В троллейбус мы втиснулись лишь со второй попытки и, сдавленные со всех сторон горячими телами, до самой парной так и не смогли обменяться впечатлениями. Лишь взойдя на полок и уронив со лба первые тяжелые как воск капли пота, я решился растормошить Васильича.
— Ну, как тебе митинг?
— Блажь, — лениво обронил патриарх Бадаевских складов.
— Ты не прав, — кинулся я в спор, — Люди отстаивают свои убеждения. Имеют на это полное право: у нас, между прочим, конституция гарантирует свободу слова.
— Какого слова? — Васильич медленно стряхнул с ладони скопившуюся пригоршню пота.
— Любого.
— Любого? — переспросил он с усмешкой.
— Ну, почти любого, если это не бред сумасшедшего.
— А то, что мы сегодня слушали, разве не бред сумасшедшего?
— Нет, конечно. Люди собрались обсудить политическую ситуацию. А их волокут в милицию. Разве это правильно?
— Не обсуждать они собрались, — настаивал Васильич, — а пошуметь и поскандалить. Какое обсуждение в такой толпе? Обсудить можно в узком кругу: за столом, в бане. А они на глотку берут.
— Они уже обсудили в узком кругу, теперь хотят рассказать тебе, к каким пришли выводам.
— Слышал я их выводы, — поморщился Васильич, — «Свобода, как беременность. Или она есть, или ее нет». Пойдем-ка, студент, охладимся немного.
Васильич по-прежнему называл меня «студентом», хотя я давно окончил университет. В этом проявлялось его отношение ко всей интеллигенции: почтительное и снисходительное одновременно. Всякого книжного человека он считал отчасти ребенком, поскольку взрослый, по его мнению, не станет терять время на чтение бесполезных в большинстве своем книг. Не то чтобы он совсем не читал: регулярно просматривал газеты, мог полистать «Вокруг света», и даже изредка взять в руки увлекательный роман — если слышал о нем лестные отзывы. Но все это было для него формой баловства — как и просмотр телевизора. К серьезным делам относилось лишь то, что имело хоть какой-то практический результат: работа, возня на даче, домашнее рукоделие, даже рыбная ловля и сбор грибов. А чтение — баловство. Но при этом он признавал, что книги могут быть полезны, особенно научные. Однако читать их нужно для какого-то практического дела. А просто так — блажь. «Блажь» вообще было его любимым словом.

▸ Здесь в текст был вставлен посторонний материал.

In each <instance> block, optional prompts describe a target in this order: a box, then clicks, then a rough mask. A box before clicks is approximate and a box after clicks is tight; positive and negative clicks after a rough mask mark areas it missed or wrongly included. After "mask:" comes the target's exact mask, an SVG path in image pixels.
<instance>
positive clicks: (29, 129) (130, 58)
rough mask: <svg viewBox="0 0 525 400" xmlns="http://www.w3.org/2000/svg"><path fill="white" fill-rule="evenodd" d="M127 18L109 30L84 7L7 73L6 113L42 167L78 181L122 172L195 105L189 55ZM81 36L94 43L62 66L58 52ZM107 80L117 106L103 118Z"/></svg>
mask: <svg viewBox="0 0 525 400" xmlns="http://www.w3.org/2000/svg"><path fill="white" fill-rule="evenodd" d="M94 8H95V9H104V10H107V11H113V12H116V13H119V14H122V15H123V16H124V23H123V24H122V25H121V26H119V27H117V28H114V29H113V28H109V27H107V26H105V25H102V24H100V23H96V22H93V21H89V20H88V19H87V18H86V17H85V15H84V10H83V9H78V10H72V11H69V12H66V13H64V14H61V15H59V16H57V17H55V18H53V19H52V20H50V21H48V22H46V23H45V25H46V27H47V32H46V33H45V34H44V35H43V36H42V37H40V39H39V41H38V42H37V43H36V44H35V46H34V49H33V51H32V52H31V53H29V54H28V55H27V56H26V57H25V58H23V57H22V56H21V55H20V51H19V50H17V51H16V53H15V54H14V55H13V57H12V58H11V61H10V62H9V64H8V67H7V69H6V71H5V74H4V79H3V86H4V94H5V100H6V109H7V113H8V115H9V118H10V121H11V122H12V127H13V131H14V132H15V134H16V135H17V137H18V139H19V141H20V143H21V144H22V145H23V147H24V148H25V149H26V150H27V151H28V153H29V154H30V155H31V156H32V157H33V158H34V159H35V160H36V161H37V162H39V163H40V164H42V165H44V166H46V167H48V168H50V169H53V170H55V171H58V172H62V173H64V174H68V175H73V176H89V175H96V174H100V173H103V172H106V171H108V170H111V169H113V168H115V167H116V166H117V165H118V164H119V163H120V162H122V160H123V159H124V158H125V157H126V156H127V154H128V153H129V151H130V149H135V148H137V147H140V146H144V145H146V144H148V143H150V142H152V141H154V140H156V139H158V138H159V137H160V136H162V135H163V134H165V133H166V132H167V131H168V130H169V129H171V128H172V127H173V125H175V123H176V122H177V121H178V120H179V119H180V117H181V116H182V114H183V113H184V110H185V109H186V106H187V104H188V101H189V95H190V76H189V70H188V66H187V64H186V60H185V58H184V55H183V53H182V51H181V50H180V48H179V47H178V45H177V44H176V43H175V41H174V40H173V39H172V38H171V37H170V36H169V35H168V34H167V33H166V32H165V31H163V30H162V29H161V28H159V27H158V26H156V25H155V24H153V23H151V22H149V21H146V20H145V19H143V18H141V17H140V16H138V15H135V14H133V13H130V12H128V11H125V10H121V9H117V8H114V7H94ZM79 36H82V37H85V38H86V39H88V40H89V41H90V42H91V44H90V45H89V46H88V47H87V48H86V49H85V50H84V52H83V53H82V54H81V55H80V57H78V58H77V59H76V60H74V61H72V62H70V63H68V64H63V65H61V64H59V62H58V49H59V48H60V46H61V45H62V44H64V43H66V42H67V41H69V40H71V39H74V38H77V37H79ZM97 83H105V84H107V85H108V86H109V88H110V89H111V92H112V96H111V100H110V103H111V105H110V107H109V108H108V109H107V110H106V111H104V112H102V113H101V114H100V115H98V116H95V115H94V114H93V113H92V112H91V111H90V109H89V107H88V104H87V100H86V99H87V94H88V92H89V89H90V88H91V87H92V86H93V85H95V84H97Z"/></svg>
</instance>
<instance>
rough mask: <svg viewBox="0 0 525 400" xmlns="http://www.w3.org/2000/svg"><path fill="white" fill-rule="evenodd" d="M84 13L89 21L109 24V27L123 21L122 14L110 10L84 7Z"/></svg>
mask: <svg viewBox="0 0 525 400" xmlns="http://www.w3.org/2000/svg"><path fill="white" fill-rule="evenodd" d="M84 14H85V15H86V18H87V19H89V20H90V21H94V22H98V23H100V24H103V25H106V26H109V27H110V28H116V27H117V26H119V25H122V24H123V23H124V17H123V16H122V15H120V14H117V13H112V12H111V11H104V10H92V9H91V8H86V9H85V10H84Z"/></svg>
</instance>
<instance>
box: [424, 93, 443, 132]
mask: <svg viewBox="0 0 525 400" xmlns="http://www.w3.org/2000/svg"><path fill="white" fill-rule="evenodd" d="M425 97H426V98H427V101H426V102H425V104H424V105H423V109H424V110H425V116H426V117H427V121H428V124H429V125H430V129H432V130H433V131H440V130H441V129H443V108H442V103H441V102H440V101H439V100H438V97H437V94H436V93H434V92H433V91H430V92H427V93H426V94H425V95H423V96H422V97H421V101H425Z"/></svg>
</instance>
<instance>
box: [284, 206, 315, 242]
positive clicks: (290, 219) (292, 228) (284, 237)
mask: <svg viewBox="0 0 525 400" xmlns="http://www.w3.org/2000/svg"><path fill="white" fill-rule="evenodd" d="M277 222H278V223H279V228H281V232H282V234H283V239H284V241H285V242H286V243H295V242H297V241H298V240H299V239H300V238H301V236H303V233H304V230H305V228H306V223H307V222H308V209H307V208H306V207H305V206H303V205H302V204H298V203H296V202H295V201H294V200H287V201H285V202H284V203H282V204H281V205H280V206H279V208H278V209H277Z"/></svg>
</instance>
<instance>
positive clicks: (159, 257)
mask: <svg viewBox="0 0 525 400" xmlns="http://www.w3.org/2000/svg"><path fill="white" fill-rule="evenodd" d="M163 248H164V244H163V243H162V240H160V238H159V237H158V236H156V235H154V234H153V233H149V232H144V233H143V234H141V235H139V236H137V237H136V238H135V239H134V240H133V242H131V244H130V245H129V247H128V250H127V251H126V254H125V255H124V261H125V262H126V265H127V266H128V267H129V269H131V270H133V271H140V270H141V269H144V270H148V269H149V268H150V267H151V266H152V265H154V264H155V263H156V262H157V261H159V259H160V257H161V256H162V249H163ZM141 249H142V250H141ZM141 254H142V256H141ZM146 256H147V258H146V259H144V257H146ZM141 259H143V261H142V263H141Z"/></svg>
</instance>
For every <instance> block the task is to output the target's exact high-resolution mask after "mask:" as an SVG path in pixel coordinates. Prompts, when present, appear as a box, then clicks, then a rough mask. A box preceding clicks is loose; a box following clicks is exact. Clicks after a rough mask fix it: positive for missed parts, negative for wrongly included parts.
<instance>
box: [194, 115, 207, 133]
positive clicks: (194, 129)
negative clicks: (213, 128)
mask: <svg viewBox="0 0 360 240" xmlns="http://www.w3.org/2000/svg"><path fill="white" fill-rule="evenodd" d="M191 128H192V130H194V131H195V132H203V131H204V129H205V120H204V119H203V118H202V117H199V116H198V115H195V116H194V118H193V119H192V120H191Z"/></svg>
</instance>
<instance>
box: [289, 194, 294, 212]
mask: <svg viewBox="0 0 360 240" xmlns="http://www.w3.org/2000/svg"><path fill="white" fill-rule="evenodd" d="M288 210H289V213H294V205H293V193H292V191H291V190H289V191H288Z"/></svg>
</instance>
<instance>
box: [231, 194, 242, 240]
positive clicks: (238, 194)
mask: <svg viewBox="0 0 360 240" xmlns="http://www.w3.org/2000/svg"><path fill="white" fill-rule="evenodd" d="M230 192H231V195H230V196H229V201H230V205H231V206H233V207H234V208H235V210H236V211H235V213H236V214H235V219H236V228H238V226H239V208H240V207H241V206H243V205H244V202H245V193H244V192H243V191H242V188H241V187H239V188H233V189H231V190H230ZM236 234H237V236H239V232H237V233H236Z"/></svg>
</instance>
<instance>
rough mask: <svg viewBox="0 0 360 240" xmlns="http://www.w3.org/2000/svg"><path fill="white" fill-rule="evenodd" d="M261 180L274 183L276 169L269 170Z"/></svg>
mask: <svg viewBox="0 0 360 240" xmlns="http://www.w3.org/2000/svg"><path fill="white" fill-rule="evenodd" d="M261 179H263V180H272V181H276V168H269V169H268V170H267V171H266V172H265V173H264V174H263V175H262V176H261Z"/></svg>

— Плеснуть чайку? — между заходами в парную Васильич пил чай с травами. Такая у него была привычка. Алкоголь — ни-ни. К парной он относился серьезно. Вот отпарившись хорошенько, намывшись и завернувшись в чистую простыню, мог он употребить кружечку пива и полшкалика водки. А уж потом, придя домой, любил за ужином основательно разговеться. В публичном же пространстве Васильич держал себя молодцом.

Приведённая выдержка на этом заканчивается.